Martin Vander Weyer Martin Vander Weyer

The PPI scandal ends at last – but the nuisance calls will keep coming

issue 07 September 2019

Of all the stains on the reputation of UK banks, the PPI scandal is surely the most shameful, the most revealing of low human behaviour and the one with the most far-reaching consequences. Between 1990 and 2010, some 30 million customers were sold Payment Protection Insurance, supposedly designed to cover them if they became unable to make debt repayments; no one knows what proportion of those policies were ‘mis-sold’, but compensation has so far amounted to more than £36 billion, plus £12 billion of admin costs for the banks. As the final claims deadline approached last Thursday, Lloyds — the worst offender, with RBS in second place — was still receiving PPI-related calls at the rate of 190,000 a week.

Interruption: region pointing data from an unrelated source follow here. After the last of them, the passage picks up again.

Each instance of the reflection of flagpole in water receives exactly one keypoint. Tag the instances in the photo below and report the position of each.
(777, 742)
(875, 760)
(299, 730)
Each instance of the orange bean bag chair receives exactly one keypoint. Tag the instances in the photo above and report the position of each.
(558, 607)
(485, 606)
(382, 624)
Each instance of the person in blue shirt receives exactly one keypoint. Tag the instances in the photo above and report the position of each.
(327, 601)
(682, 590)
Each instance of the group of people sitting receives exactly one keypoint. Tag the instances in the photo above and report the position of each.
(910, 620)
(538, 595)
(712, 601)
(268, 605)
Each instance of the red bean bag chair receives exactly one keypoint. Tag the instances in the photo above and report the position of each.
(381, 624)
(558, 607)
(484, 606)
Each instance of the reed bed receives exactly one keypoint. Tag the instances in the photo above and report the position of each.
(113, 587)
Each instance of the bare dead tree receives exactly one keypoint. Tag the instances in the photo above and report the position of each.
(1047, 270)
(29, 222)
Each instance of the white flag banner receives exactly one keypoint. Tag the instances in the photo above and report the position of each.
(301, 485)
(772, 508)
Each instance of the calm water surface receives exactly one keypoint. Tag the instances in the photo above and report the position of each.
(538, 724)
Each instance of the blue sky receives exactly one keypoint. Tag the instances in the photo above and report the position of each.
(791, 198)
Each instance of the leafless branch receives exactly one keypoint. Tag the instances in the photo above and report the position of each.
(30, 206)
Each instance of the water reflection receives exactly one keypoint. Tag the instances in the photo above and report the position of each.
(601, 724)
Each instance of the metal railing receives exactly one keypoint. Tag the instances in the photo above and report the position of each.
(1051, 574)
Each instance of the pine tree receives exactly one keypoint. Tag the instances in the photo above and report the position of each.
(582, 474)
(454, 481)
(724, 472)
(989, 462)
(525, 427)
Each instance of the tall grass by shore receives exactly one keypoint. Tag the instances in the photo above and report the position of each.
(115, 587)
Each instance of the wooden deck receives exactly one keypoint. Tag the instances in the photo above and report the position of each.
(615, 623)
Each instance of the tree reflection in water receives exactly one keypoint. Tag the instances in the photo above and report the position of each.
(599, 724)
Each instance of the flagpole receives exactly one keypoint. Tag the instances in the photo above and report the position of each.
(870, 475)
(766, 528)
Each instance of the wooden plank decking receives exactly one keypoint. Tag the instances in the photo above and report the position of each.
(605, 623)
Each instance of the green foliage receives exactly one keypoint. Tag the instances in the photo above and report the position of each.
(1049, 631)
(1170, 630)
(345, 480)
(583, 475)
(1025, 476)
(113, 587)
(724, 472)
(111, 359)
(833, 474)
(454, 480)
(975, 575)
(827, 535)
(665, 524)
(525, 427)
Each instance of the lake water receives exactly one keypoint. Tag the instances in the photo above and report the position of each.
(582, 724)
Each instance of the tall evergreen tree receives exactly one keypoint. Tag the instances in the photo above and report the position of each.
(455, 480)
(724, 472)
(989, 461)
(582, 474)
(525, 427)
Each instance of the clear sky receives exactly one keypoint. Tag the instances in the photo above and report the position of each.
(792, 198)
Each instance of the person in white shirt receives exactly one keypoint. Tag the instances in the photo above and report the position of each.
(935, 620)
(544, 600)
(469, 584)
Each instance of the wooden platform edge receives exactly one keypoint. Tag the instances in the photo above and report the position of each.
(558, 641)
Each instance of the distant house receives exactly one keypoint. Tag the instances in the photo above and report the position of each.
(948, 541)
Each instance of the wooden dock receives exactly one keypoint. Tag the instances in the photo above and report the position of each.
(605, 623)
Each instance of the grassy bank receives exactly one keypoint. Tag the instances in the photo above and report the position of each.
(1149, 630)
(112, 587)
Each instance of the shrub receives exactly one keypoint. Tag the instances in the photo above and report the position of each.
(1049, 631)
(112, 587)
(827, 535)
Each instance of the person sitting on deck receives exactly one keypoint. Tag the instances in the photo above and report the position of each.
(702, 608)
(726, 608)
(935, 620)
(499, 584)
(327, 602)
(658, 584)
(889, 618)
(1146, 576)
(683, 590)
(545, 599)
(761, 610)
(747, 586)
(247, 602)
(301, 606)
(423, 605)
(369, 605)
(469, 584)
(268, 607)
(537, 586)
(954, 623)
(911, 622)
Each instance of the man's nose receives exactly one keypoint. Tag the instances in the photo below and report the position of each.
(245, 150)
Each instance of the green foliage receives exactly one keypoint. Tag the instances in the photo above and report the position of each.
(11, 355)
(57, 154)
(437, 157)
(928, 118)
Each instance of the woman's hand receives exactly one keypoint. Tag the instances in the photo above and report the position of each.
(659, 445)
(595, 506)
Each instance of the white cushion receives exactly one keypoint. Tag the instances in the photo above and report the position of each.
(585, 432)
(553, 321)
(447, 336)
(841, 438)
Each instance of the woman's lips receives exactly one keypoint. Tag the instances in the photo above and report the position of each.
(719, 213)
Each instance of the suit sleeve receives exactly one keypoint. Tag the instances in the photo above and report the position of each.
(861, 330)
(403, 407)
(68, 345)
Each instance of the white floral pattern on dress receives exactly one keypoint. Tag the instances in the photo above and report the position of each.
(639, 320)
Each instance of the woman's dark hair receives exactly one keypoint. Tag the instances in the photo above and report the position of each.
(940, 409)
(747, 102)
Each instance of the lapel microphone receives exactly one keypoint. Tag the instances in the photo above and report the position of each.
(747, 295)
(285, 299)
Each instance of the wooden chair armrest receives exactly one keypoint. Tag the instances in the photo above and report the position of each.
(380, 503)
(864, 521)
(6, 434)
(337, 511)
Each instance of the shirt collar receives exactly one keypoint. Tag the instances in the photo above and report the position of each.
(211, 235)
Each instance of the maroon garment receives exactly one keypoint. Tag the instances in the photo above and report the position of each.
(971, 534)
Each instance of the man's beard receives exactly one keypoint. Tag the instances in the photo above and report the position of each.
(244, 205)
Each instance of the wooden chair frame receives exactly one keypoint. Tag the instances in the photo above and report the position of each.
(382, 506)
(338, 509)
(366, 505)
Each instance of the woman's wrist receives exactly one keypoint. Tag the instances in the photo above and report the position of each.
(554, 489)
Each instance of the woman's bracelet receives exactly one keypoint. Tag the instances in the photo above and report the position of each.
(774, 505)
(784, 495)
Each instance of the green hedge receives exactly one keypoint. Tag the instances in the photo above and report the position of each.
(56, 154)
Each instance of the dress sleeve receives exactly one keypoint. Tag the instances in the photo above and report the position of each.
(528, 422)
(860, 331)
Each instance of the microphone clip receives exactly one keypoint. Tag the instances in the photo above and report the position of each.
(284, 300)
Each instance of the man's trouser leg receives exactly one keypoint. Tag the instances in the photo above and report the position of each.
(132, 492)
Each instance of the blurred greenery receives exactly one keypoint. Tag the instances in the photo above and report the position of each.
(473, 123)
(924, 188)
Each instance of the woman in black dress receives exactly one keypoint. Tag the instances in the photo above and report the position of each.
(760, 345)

The effect has been, first, to intensify the erosion of trust in banks and the wider financial services industry — while launching a cynical boom in claims soliciting, much of it based on nuisance phone calls and advertising that presented payouts as a potential lottery win for consumers who never realised they had bought PPI in the first place. Also eroded were the banks’ capacity to lend to business customers and to pay dividends to shareholders, including pension funds — while the flow of compensation payments, peaking at £6.3 billion in 2012, represented an unexpected economic boost that is now dribbling to an end. But that was also a shift of resources towards short-term consumer spending that might otherwise have contributed to long-term capital investment.

Car-dealers, conservatory builders and package-holiday providers will be among the biggest losers. Thousands of contract staff hired by banks to process PPI files will lose their jobs, as will some of the call-centre operatives who have plagued our phone lines over the past few years. But that, I fear, is one residue of PPI that won’t go away.